# Lucid Dreaming > DV Academy > Current Courses > Dream Yoga >  >  Aphrodite dream's half moon yoga workbook

## Aphroditedreams

Sensory Awareness beginning exercise 1: part 1

Okay well I went out onto my porch and I didn't hear anything before I started noticing because the door was closed... It was a Saturday night when I went out there so I heard an awful lot.
Cars driving by, a motorcycle, someone running past with keys or something jingling, a sliding door closing, scraping metal, 2 different conversations, a dog barking, someone walking past through some leaves, a door opening and closing, and a radio or tv playing.

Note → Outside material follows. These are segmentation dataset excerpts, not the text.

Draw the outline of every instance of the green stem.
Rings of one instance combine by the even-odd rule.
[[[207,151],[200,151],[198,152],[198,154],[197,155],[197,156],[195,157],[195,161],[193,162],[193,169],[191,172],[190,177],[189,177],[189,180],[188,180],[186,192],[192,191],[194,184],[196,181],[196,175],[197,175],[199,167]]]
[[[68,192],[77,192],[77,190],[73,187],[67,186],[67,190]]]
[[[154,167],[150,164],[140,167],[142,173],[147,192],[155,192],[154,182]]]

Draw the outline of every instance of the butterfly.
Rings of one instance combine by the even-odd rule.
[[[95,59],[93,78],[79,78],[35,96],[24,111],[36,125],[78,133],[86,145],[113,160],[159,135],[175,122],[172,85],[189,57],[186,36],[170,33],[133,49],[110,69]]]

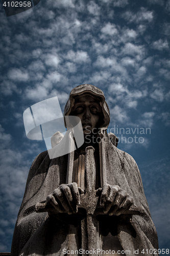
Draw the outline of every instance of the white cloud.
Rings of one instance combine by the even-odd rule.
[[[127,11],[122,15],[122,17],[130,23],[138,24],[144,22],[151,22],[154,18],[154,14],[153,11],[147,11],[146,8],[141,7],[140,10],[136,13]]]
[[[100,13],[100,8],[93,1],[90,1],[87,5],[87,10],[91,14],[99,15]]]
[[[40,85],[34,88],[28,87],[25,91],[25,97],[34,101],[42,100],[47,98],[49,90]]]
[[[127,112],[118,105],[116,105],[113,109],[110,110],[110,113],[112,121],[115,124],[117,124],[117,123],[119,123],[125,124],[126,122],[129,121]]]
[[[160,5],[164,5],[164,0],[148,0],[148,2],[149,4],[157,4]]]
[[[162,102],[164,100],[164,94],[162,90],[155,89],[154,92],[151,94],[151,97],[157,101]]]
[[[167,0],[166,5],[166,9],[167,11],[170,11],[170,1]]]
[[[43,56],[43,58],[47,66],[54,68],[56,68],[60,62],[59,57],[55,54],[47,54],[46,56]]]
[[[142,127],[151,128],[153,125],[153,118],[155,113],[153,112],[145,112],[141,116],[141,118],[138,120],[138,123]]]
[[[169,112],[163,112],[158,116],[158,118],[162,119],[165,126],[170,126],[170,113]]]
[[[65,58],[72,62],[78,62],[79,63],[88,62],[90,61],[90,58],[87,52],[84,51],[74,52],[72,50],[70,50],[67,52],[67,55],[65,56]]]
[[[105,27],[102,28],[101,32],[106,35],[112,36],[117,34],[118,31],[114,24],[111,24],[111,23],[108,23],[105,26]]]
[[[102,0],[102,1],[106,3],[111,3],[116,7],[125,7],[129,4],[128,0]]]
[[[47,5],[51,6],[51,7],[59,8],[59,7],[71,7],[74,8],[74,0],[62,0],[60,1],[60,0],[48,0]]]
[[[169,49],[168,43],[166,39],[163,41],[162,39],[160,39],[157,41],[155,41],[153,42],[152,47],[153,48],[159,50],[159,51],[168,50]]]
[[[31,63],[28,66],[28,69],[30,70],[33,71],[34,72],[37,72],[39,71],[42,70],[45,71],[45,67],[43,62],[38,59],[35,61],[32,61]]]
[[[51,81],[53,83],[59,82],[61,79],[61,75],[57,71],[48,73],[46,75],[47,82]]]
[[[29,76],[28,72],[24,70],[22,71],[22,69],[16,68],[11,69],[8,74],[9,78],[11,80],[19,82],[26,82],[28,81]]]
[[[121,60],[122,65],[125,66],[132,66],[134,67],[135,65],[135,61],[134,59],[128,57],[123,58]]]
[[[128,4],[128,0],[114,0],[113,6],[117,7],[124,7]]]
[[[4,80],[1,83],[1,93],[6,96],[11,95],[13,92],[16,92],[18,94],[20,93],[20,90],[17,88],[16,84],[11,81],[6,80]]]

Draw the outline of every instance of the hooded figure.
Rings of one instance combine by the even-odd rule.
[[[90,134],[87,136],[88,141],[85,140],[82,146],[52,159],[47,151],[45,151],[34,160],[15,225],[11,256],[101,255],[105,253],[102,249],[105,251],[110,249],[109,253],[112,254],[117,254],[118,250],[120,255],[121,250],[124,255],[157,254],[157,232],[144,195],[140,172],[133,158],[117,148],[116,136],[111,133],[107,133],[110,113],[103,92],[91,84],[82,84],[74,88],[64,109],[64,116],[81,116],[82,107],[80,106],[78,101],[80,99],[88,97],[94,99],[89,100],[88,105],[83,103],[84,108],[94,116],[99,113],[98,122],[94,122],[98,124],[98,127],[94,127],[96,132],[94,141],[92,142],[94,127],[90,113],[89,116],[84,119],[80,117],[85,135]],[[88,130],[87,125],[89,125]],[[52,138],[52,146],[59,143],[63,137],[57,132]],[[71,130],[68,138],[68,146],[70,147],[75,142]],[[91,176],[86,174],[88,168],[91,170]],[[72,211],[64,212],[65,205],[62,204],[67,196],[66,190],[65,195],[60,194],[60,198],[59,191],[61,194],[62,189],[72,188],[75,184],[78,187],[76,191],[79,193],[80,202],[77,204],[76,208],[74,202],[71,202],[68,211],[71,209]],[[113,205],[109,206],[108,211],[106,208],[104,210],[101,197],[104,201],[105,200],[103,203],[103,206],[105,203],[105,208],[106,202],[108,207],[111,198],[111,194],[106,198],[109,192],[105,194],[104,190],[116,189],[126,191],[126,195],[128,195],[125,196],[124,202],[127,198],[133,200],[129,200],[130,203],[126,208],[122,207],[120,210],[120,206],[119,209],[117,207],[117,212]],[[57,191],[58,203],[54,201],[56,195],[54,191],[56,194]],[[75,195],[72,195],[72,198]],[[117,196],[118,193],[115,195]],[[40,207],[37,210],[37,203],[46,206],[45,202],[51,203],[48,209],[41,210]],[[123,204],[122,202],[120,205]],[[78,205],[80,208],[78,209]],[[84,249],[91,251],[83,251]]]

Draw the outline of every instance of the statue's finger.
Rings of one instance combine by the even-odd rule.
[[[109,212],[109,215],[115,215],[115,213],[119,208],[120,204],[127,197],[126,192],[123,189],[119,190],[113,202],[112,206]]]
[[[76,213],[77,212],[77,207],[75,204],[75,201],[74,200],[71,194],[70,188],[67,185],[64,186],[63,189],[64,195],[67,200],[68,203],[72,210],[72,212]]]
[[[66,198],[64,191],[63,186],[60,185],[59,189],[56,189],[57,193],[55,194],[54,196],[57,199],[59,204],[61,204],[64,208],[65,211],[68,214],[71,214],[72,213],[72,210],[70,208],[68,200]]]
[[[76,206],[79,205],[80,204],[80,197],[79,190],[77,184],[76,182],[73,182],[72,183],[71,183],[69,186],[72,192],[72,197],[74,199],[74,202],[75,202],[76,203]],[[82,190],[82,191],[83,191],[83,189]],[[77,212],[77,207],[76,207],[76,208],[77,208],[76,210]]]
[[[102,191],[100,202],[102,207],[104,207],[106,202],[109,196],[110,190],[111,188],[110,185],[108,184],[105,184]]]
[[[59,204],[57,203],[56,201],[55,197],[53,195],[53,194],[50,194],[49,196],[48,196],[46,198],[46,202],[50,203],[56,209],[56,210],[60,213],[63,212],[63,211],[64,211],[64,208],[61,209],[61,207],[60,207],[60,205]]]
[[[120,205],[119,208],[115,212],[115,215],[120,215],[120,214],[123,214],[124,211],[128,210],[133,204],[133,199],[130,197],[128,197],[126,198]]]
[[[117,195],[117,193],[118,191],[118,188],[117,186],[113,186],[113,187],[111,187],[111,190],[110,192],[110,195],[108,198],[107,199],[106,203],[104,207],[104,213],[108,214],[111,206],[112,206],[113,202],[115,198],[115,196]]]

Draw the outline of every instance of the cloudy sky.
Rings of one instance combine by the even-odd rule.
[[[27,138],[23,112],[56,96],[63,112],[82,83],[103,91],[109,132],[137,162],[159,248],[169,248],[170,1],[41,0],[8,17],[0,5],[0,251],[10,251],[29,168],[46,150]]]

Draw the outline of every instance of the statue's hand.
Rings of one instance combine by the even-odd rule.
[[[109,215],[120,215],[128,210],[133,204],[133,199],[119,186],[105,184],[102,189],[100,205],[103,211]]]
[[[80,204],[80,189],[76,182],[62,184],[47,197],[46,202],[53,205],[56,213],[77,212],[77,206]]]

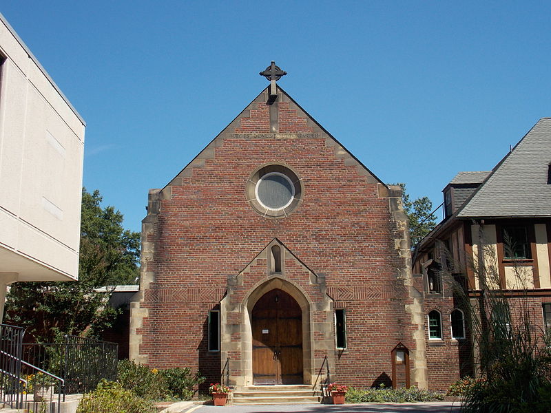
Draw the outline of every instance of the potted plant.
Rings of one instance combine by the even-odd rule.
[[[212,394],[212,400],[215,406],[225,406],[228,399],[229,388],[220,383],[211,383],[209,392]]]
[[[333,404],[344,404],[344,395],[349,391],[349,388],[336,383],[331,383],[327,386],[327,391],[333,397]]]
[[[40,372],[29,377],[34,401],[43,401],[47,396],[52,396],[54,383],[51,377]]]

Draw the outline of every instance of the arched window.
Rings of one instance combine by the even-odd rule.
[[[428,313],[428,338],[431,340],[442,339],[442,317],[436,310]]]
[[[281,273],[281,247],[279,245],[271,246],[272,271],[274,273]]]
[[[465,338],[465,316],[463,311],[455,309],[452,311],[450,315],[452,321],[452,338],[464,339]]]
[[[450,315],[452,321],[452,338],[465,338],[465,315],[463,311],[456,308]]]

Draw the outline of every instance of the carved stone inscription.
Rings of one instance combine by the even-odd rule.
[[[152,302],[209,302],[220,301],[226,288],[159,288],[147,290],[145,301]]]
[[[230,134],[230,139],[316,139],[320,134]]]

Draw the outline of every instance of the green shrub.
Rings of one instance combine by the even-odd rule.
[[[154,413],[150,401],[125,390],[119,383],[102,380],[92,393],[85,394],[76,413]]]
[[[170,398],[165,377],[156,369],[136,364],[133,360],[121,360],[117,366],[117,381],[123,389],[148,400]]]
[[[199,372],[194,374],[187,367],[150,370],[132,360],[121,360],[117,370],[117,381],[123,388],[148,400],[189,400],[196,388],[205,381]]]
[[[167,389],[172,397],[183,400],[191,399],[196,386],[205,381],[205,377],[199,372],[194,374],[187,367],[159,370],[158,374],[164,377]]]
[[[366,390],[351,388],[346,393],[346,403],[412,403],[442,400],[444,396],[431,390],[422,390],[416,387],[406,388],[371,388]]]

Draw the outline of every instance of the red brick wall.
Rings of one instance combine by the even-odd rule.
[[[453,298],[442,298],[439,295],[426,294],[425,337],[428,388],[446,390],[460,377],[472,373],[472,348],[468,323],[466,321],[466,338],[452,339],[450,315],[455,308]],[[428,339],[428,315],[433,310],[440,312],[442,320],[442,339]],[[465,313],[465,316],[468,313]]]
[[[280,133],[313,132],[289,103],[279,103],[279,114]],[[267,132],[268,116],[268,107],[256,104],[228,133]],[[303,180],[304,202],[286,218],[264,218],[246,202],[247,179],[267,162],[285,164]],[[378,197],[377,184],[368,183],[355,166],[345,166],[322,134],[226,138],[213,159],[172,187],[171,199],[160,202],[154,233],[144,240],[155,243],[155,260],[147,268],[156,280],[141,304],[149,315],[137,331],[143,335],[140,353],[149,356],[152,367],[189,366],[200,369],[207,381],[217,380],[220,355],[207,347],[208,310],[222,298],[227,277],[239,274],[277,237],[315,273],[326,275],[335,305],[346,308],[349,348],[337,357],[335,377],[356,386],[391,377],[393,348],[399,341],[415,348],[404,307],[406,290],[396,282],[404,259],[393,237],[402,230],[391,218],[388,199]],[[243,294],[266,277],[265,262],[256,265],[244,275]],[[307,273],[286,265],[286,275],[311,299],[320,299]]]

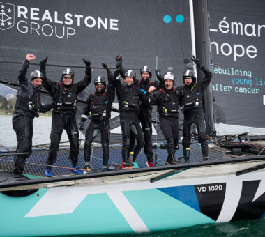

I also did this exercise again after my yoga routine while in corpse pose, this time I was able to hear quieter noises.. my dog licking himself, a video game in the other room, cars driving past, a humming in my ears... although I didn't write this one down, I might try it again tonight and record what I hear so that I remember better.  

I actually did enjoy these exercises a lot, I was able to concentrate a lot better than when I try to meditate and clear my mind. Should I move on to the next level of the auditory exercise now or keep practicing this for a bit?

----------


## Sivason

I think most students will need about a year to get the full impact of everything I am going to teach. You can move at your own pace and just keep coming back to the first lessons now and again. I would try the next step, as this first one is easy enough. I am shocked at how many teachers are wanting students to silence there mind as the  only form of meditation. I actually plan on teaching the elimination of thought as the first Advanced lesson, when some students are ready. Not only is it darn near impossible for even lifetime practioners to maintain for more than a minute (before they must supress a rouge thought) it is not taught with any initial disciple skills that would help,,, and it is not fun or vey mind expanding. Just my opinion on that type of teaching.

----------


## Aphroditedreams

Very true... I don't understand why most teachers start with that either.. 
I have had a super crazy week and haven't had a chance to do any lucid dream work except write in dream journal, but I plan to practice the sensory visualization exercises for a while before I move to the next steps. I will do them during my yoga routine and as I'm falling asleep. Thanks for your input!

----------


## Aphroditedreams

Tonight after my yoga routine I practiced exercise 2..  Touch. At first I noticed my jaw was sore and also the pressure of laying on the ground... Once I paid more attention I also felt my heartbeat, the socks on my feet, my hands were feeling some sensation as well, and lastly my stomach digesting my food. When I concentrated I was able to focus on 5 or so at a time.  Next I switched to hearing.. I was able to hear my Buddha fountain humming, the water flowing down it, cars driving by outside, my puppy pushing his head against the door... I think that's all, I tried to listen to my heartbeat or my stomach rumbling but there was too much competing noise.

----------


## Sivason

Make sure part of what you take from this, is an awareness of how your mind filters out most of your daily life. The sounds are still there, but you do not hear them, until you increase your awareness. Your socks are still there, but you do not  feel them, unless you increase your awareness. If you truely increase your over all awareness, it will make lucid dreaming much easier, as becoming lucid, takes an awareness beyond the normal level.

----------